All Nan's have been excluded from data. 

# Filling in Missing Values 
Now,instead of removing, we'll try filling in the missing values.


In [1]:
subset_nfl = nfl_play.loc[:, 'EPA':'Season'].head()
subset_nfl

Time to replace Nan's with some value, in our case we'll replace them with 0 

In [1]:
#all Nan's replaced with 0
subset_nfl.fillna(0)

In [1]:
# replace all NA's the value that comes directly after it in the same column,then replace all the remaining na's with 0
subset_nfl.fillna(method='bfill', axis=0).fillna(0)

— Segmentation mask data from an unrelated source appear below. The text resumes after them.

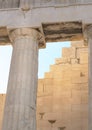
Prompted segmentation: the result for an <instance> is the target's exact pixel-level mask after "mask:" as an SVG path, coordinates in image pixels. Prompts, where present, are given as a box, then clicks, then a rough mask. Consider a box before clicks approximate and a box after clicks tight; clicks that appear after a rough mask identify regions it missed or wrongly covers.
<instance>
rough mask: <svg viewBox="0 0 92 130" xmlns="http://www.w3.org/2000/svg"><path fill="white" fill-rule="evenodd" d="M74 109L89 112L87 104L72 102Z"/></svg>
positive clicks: (73, 109)
mask: <svg viewBox="0 0 92 130" xmlns="http://www.w3.org/2000/svg"><path fill="white" fill-rule="evenodd" d="M72 111H80V112H83V113H86V112H88V105H87V104H72Z"/></svg>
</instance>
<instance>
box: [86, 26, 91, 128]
mask: <svg viewBox="0 0 92 130" xmlns="http://www.w3.org/2000/svg"><path fill="white" fill-rule="evenodd" d="M86 36H87V40H88V48H89V51H88V53H89V54H88V55H89V67H88V68H89V76H88V85H89V89H88V91H89V100H88V130H92V25H90V26H87V28H86Z"/></svg>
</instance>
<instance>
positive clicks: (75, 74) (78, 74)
mask: <svg viewBox="0 0 92 130" xmlns="http://www.w3.org/2000/svg"><path fill="white" fill-rule="evenodd" d="M87 82H88V75H87V73H86V72H85V73H84V72H81V71H77V70H74V71H72V83H87Z"/></svg>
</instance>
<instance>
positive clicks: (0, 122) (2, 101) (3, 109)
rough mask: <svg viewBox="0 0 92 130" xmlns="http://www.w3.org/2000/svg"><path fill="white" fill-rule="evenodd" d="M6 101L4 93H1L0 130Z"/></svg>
mask: <svg viewBox="0 0 92 130" xmlns="http://www.w3.org/2000/svg"><path fill="white" fill-rule="evenodd" d="M4 103H5V95H4V94H0V130H1V125H2V117H3V110H4Z"/></svg>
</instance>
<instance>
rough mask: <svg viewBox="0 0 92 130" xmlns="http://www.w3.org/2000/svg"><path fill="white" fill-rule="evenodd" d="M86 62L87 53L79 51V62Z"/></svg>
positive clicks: (87, 58) (87, 55)
mask: <svg viewBox="0 0 92 130" xmlns="http://www.w3.org/2000/svg"><path fill="white" fill-rule="evenodd" d="M85 63H88V53H81V55H80V64H85Z"/></svg>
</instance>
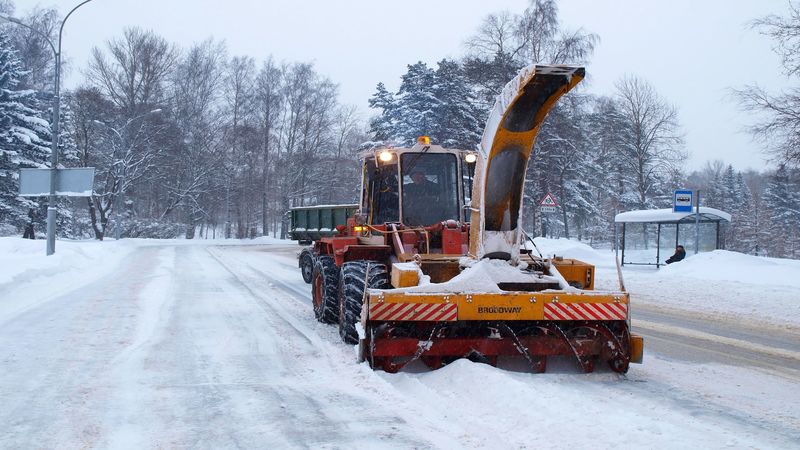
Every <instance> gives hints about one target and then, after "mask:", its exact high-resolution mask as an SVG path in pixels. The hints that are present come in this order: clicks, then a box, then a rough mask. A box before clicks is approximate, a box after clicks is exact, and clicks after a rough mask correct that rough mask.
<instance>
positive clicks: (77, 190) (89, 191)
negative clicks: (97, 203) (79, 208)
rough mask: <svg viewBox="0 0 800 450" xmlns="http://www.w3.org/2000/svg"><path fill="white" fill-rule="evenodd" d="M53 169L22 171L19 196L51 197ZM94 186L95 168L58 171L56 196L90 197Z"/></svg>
mask: <svg viewBox="0 0 800 450" xmlns="http://www.w3.org/2000/svg"><path fill="white" fill-rule="evenodd" d="M51 170H52V169H20V170H19V195H20V196H22V197H43V196H47V195H50V171H51ZM93 186H94V167H80V168H75V169H58V172H57V176H56V195H64V196H67V197H89V196H91V195H92V187H93Z"/></svg>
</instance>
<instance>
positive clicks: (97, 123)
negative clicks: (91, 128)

# Normalization and Scaling

Scaling is a method used to normalize the range of independent variables or features of data. In data processing, it is also known as data normalization. We use it during the data preprocessing step.

In [1]:
#Libraries we"ll use:

import pandas as pd
import numpy as np

# for Box-Cox Transf
from scipy import stats

# for min_max scal
from mlxtend.preprocessing import minmax_scaling

# plotting
import seaborn as sns
import matplotlib.pyplot as plt

# set seed for reproducibility
np.random.seed(0)

In [1]:
# we'll generate 1000 data points randomly drawn from an exponential distribution
orig_data = np.random.exponential(size=1000)

# mix-max scale the data between 0 and 1
scaled_data = minmax_scaling(orig_data, columns=[0])

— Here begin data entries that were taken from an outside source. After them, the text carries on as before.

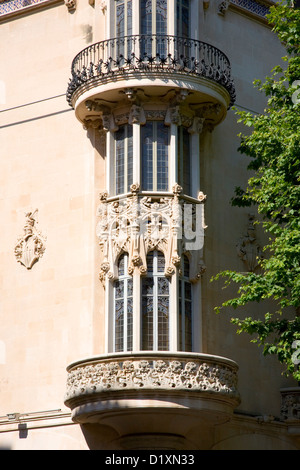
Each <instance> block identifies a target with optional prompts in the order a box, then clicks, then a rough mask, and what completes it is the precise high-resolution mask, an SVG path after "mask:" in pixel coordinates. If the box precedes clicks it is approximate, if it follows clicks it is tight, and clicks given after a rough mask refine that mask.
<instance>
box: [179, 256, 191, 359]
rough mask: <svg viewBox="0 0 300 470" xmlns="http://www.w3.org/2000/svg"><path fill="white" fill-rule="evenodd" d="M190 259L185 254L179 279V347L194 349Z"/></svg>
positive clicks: (184, 348) (189, 349) (185, 348)
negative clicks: (193, 344) (190, 279)
mask: <svg viewBox="0 0 300 470" xmlns="http://www.w3.org/2000/svg"><path fill="white" fill-rule="evenodd" d="M189 269H190V265H189V260H188V258H187V256H185V255H184V256H183V261H182V276H181V278H180V279H179V349H180V351H192V285H191V283H190V281H189Z"/></svg>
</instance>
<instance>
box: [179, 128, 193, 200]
mask: <svg viewBox="0 0 300 470" xmlns="http://www.w3.org/2000/svg"><path fill="white" fill-rule="evenodd" d="M178 181H179V184H180V186H182V188H183V192H184V194H187V195H190V194H191V150H190V135H189V133H188V130H187V129H186V127H183V126H180V127H178Z"/></svg>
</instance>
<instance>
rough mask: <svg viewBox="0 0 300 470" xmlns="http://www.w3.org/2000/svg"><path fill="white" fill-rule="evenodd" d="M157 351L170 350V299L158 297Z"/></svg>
mask: <svg viewBox="0 0 300 470" xmlns="http://www.w3.org/2000/svg"><path fill="white" fill-rule="evenodd" d="M157 308H158V312H157V336H158V339H157V349H158V350H159V351H163V350H164V351H165V350H167V349H169V297H167V296H166V297H158V307H157Z"/></svg>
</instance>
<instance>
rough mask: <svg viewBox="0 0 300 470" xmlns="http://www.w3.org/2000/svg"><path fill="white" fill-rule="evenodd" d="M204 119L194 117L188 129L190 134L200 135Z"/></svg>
mask: <svg viewBox="0 0 300 470" xmlns="http://www.w3.org/2000/svg"><path fill="white" fill-rule="evenodd" d="M204 121H205V118H201V117H198V116H195V117H194V119H193V123H192V125H191V126H190V127H189V128H188V132H189V133H190V134H201V132H202V130H203V125H204Z"/></svg>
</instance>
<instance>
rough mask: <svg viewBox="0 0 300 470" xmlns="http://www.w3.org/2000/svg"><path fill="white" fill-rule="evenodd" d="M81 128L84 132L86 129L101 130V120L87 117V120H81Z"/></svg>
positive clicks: (91, 117)
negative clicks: (82, 128)
mask: <svg viewBox="0 0 300 470" xmlns="http://www.w3.org/2000/svg"><path fill="white" fill-rule="evenodd" d="M83 128H84V129H85V130H88V129H98V130H100V129H101V128H102V119H100V118H97V117H95V116H92V117H88V118H87V119H84V120H83Z"/></svg>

# plot both together to compare
fig, ax = plt.subplots(1,2)
sns.distplot(orig_data, ax=ax[0])
ax[0].set_title("Original Nfl Data")
sns.distplot(scaled_data, ax=ax[1])
ax[1].set_title("Scaled data")

The goal of normalization is to change the values of numeric columns in the dataset to a common scale, without distorting differences in the ranges of values. For machine learning, every dataset does not require normalization. It is required only when features have different ranges.

In [1]:
#We'll normalize the exponerial data with boxcox
normal_data = stats.boxcox(orig_data)

# plot both together to compare
fig, ax=plt.subplots(1,2)
sns.distplot(orig_data, ax=ax[0])
ax[0].set_title("Original Nfl Data")
sns.distplot(normal_data[0], ax=ax[1])
ax[1].set_title("Normalized Nfl data")

We can clearly see that the shape of our data has changed. It was almost L-shaped. After normalizing it looks more like the outline of a bell curve.